The growing hostility under the Trump administration towards the Hispanic Community makes it even more important that this month is properly honored. Poly celebrated in a number of ways. Events were held throughout the month on Wednesdays, and on October 5th, there was an assembly featuring a tango performance.

At the first Wednesday production on October 3rd, Iracheta, along with fellow Upper School Spanish teachers Gabriel Rubinson, and Teresa Calvo Martinos, showed three short films to students and faculty in the Library. This included a Bolivian film called “Abuela Grillo,” an Argentine film called “Relatos Salvajes,” and a Spanish film called “Pipas”. Afterward, there was a discussion regarding the themes of each film and how they related to Hispanic culture.  The second Wednesday production was a discussion about the United States’ relationship with Puerto Rico.

The assembly on October 5th was led by Poly’s “Club Unidad” and hosted by Seniors Elena Diaz, Keyna Mecias, and Daniel Wallace and Junior Rebeka Cabrera. It started with an introduction by Iracheta. Following Iracheta, there was a short introduction from Cabrera, who acts as one of the club’s presidents. Cabrera read a short poem about American beauty standards and the difficulty of fitting into predetermined standards as a Hispanic woman.

Cabrera said, “Club Unidad is an affinity group at Poly that focuses on the issues, experiences, and culture of Hispanic/Latinx people—our issues, experiences, and culture… It means a lot to the club as a whole and to me personally to have the opportunity to share our pride and culture with the rest of the Poly community.” The club said that all are welcome to their meetings and thanked the community for being a great audience and for giving them the opportunity to spread their message in Assembly.

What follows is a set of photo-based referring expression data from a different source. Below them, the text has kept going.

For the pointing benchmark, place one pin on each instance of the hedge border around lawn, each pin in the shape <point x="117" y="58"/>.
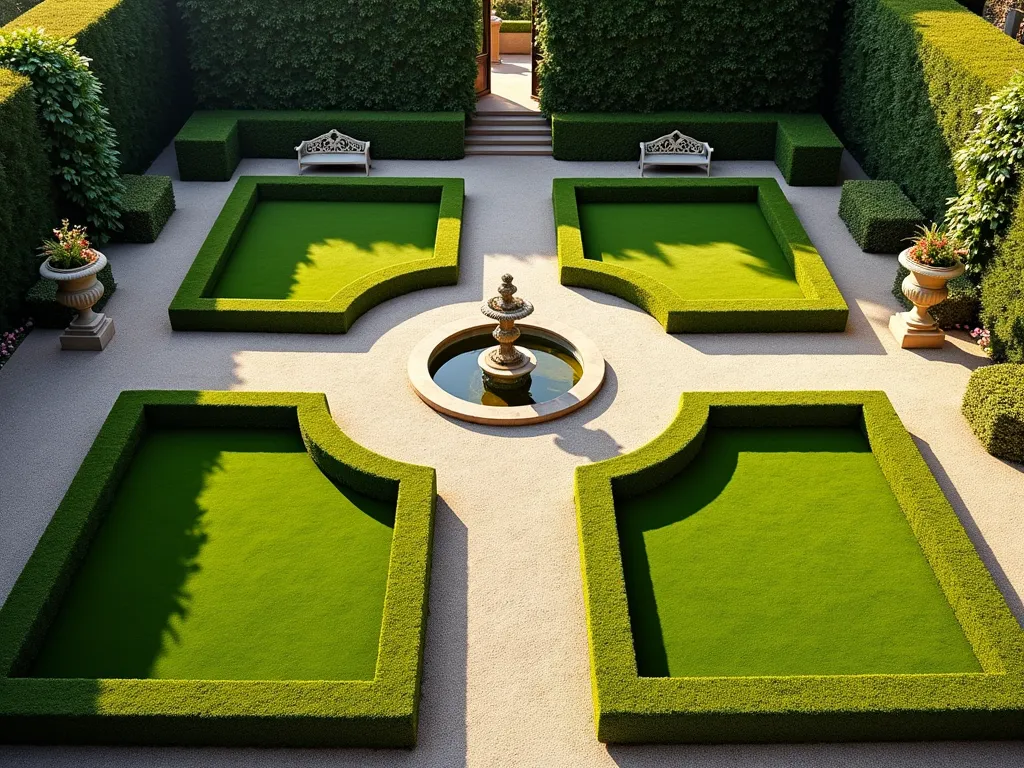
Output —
<point x="194" y="309"/>
<point x="804" y="147"/>
<point x="822" y="309"/>
<point x="211" y="143"/>
<point x="378" y="713"/>
<point x="843" y="708"/>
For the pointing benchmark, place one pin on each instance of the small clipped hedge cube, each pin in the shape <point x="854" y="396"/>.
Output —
<point x="879" y="215"/>
<point x="148" y="202"/>
<point x="993" y="406"/>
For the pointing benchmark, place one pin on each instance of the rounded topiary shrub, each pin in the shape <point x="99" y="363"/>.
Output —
<point x="993" y="406"/>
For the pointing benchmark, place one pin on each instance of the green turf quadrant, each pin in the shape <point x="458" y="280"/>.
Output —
<point x="715" y="570"/>
<point x="696" y="250"/>
<point x="309" y="250"/>
<point x="312" y="254"/>
<point x="226" y="554"/>
<point x="721" y="255"/>
<point x="782" y="551"/>
<point x="226" y="568"/>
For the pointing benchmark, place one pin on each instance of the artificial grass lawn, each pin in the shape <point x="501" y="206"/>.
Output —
<point x="697" y="250"/>
<point x="309" y="250"/>
<point x="226" y="555"/>
<point x="782" y="551"/>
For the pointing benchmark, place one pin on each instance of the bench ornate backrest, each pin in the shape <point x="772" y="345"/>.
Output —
<point x="676" y="143"/>
<point x="332" y="142"/>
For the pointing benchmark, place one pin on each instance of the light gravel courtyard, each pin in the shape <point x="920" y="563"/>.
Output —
<point x="507" y="675"/>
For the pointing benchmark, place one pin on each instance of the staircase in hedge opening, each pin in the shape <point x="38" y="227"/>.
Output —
<point x="507" y="132"/>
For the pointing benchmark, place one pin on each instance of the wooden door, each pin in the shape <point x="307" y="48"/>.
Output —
<point x="483" y="51"/>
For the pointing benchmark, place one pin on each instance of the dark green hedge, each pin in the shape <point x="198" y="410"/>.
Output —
<point x="610" y="55"/>
<point x="26" y="196"/>
<point x="211" y="143"/>
<point x="194" y="309"/>
<point x="879" y="215"/>
<point x="42" y="306"/>
<point x="821" y="309"/>
<point x="147" y="203"/>
<point x="138" y="57"/>
<point x="993" y="406"/>
<point x="803" y="146"/>
<point x="332" y="54"/>
<point x="911" y="73"/>
<point x="630" y="709"/>
<point x="284" y="713"/>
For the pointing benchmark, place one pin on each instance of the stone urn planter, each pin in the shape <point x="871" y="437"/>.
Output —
<point x="79" y="289"/>
<point x="925" y="287"/>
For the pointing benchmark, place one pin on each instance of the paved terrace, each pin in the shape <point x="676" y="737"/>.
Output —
<point x="507" y="678"/>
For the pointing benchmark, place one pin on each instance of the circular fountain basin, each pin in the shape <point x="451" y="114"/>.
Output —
<point x="444" y="372"/>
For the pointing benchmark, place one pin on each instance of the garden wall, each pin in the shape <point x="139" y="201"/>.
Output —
<point x="333" y="54"/>
<point x="699" y="55"/>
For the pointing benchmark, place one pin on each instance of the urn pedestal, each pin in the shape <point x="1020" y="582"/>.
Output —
<point x="80" y="289"/>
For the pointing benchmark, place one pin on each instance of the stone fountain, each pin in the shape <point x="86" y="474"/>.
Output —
<point x="506" y="366"/>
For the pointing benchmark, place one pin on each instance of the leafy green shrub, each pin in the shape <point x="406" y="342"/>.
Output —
<point x="41" y="303"/>
<point x="26" y="204"/>
<point x="609" y="55"/>
<point x="911" y="73"/>
<point x="148" y="202"/>
<point x="960" y="308"/>
<point x="137" y="53"/>
<point x="993" y="406"/>
<point x="331" y="54"/>
<point x="879" y="215"/>
<point x="79" y="140"/>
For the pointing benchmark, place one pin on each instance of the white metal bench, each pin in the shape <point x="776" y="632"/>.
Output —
<point x="334" y="147"/>
<point x="676" y="148"/>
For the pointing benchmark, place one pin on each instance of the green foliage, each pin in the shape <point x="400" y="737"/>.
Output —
<point x="137" y="53"/>
<point x="960" y="308"/>
<point x="285" y="713"/>
<point x="911" y="74"/>
<point x="26" y="204"/>
<point x="41" y="301"/>
<point x="822" y="309"/>
<point x="990" y="165"/>
<point x="211" y="143"/>
<point x="841" y="708"/>
<point x="803" y="145"/>
<point x="879" y="215"/>
<point x="147" y="203"/>
<point x="608" y="55"/>
<point x="325" y="54"/>
<point x="195" y="309"/>
<point x="1003" y="296"/>
<point x="993" y="406"/>
<point x="81" y="143"/>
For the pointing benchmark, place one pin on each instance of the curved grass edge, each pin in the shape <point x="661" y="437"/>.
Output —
<point x="378" y="713"/>
<point x="193" y="309"/>
<point x="823" y="309"/>
<point x="634" y="710"/>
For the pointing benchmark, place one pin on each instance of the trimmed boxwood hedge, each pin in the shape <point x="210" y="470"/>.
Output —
<point x="211" y="143"/>
<point x="147" y="203"/>
<point x="993" y="406"/>
<point x="843" y="708"/>
<point x="378" y="713"/>
<point x="804" y="147"/>
<point x="879" y="215"/>
<point x="822" y="309"/>
<point x="194" y="309"/>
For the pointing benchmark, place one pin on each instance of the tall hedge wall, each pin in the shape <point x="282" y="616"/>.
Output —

After Cabrera, Rubinson introduced the acclaimed tango duo of Walter Perez and Leonardo Sardella, who put a modern twist on the traditional performance. While many people are familiar with flamenco and salsa dance, the sharp movements of tango are less commonly known. Sarcos said that it “opened peoples minds to how multifaceted Latino culture can be.”

Continuing with the arts of the Hispanic Community, Upper School Spanish teacher Jose A. Oliveras read excerpts of his poetry, accompanied by performing arts teacher Simone Ferraresi on the piano and performing arts teacher Carrie Dowell on the violin.

Seniors Juan Santos and Pepe Villamil also presented their works. Villamil shared part of his common application essay about his identity, and how his family celebrates the culture.  Although Santos could not attend the Chapel in person, Unidad played a recording of his music.

Santos said, “Hispanic Heritage Month is a great way for students to learn about the Hispanic culture that they are not often exposed to. I also enjoy Hispanic Heritage Month because it expands the horizons of what it means to be Hispanic. When someone says Hispanic, a lot of people often associate the Mexican nationality with it. Having a month dedicated to learning more about the Hispanic culture allows this stereotype to decrease in magnitudes.”

Overall, it is important that both the Poly community and the entire country recognize the way that Hispanic Americans have shaped this country.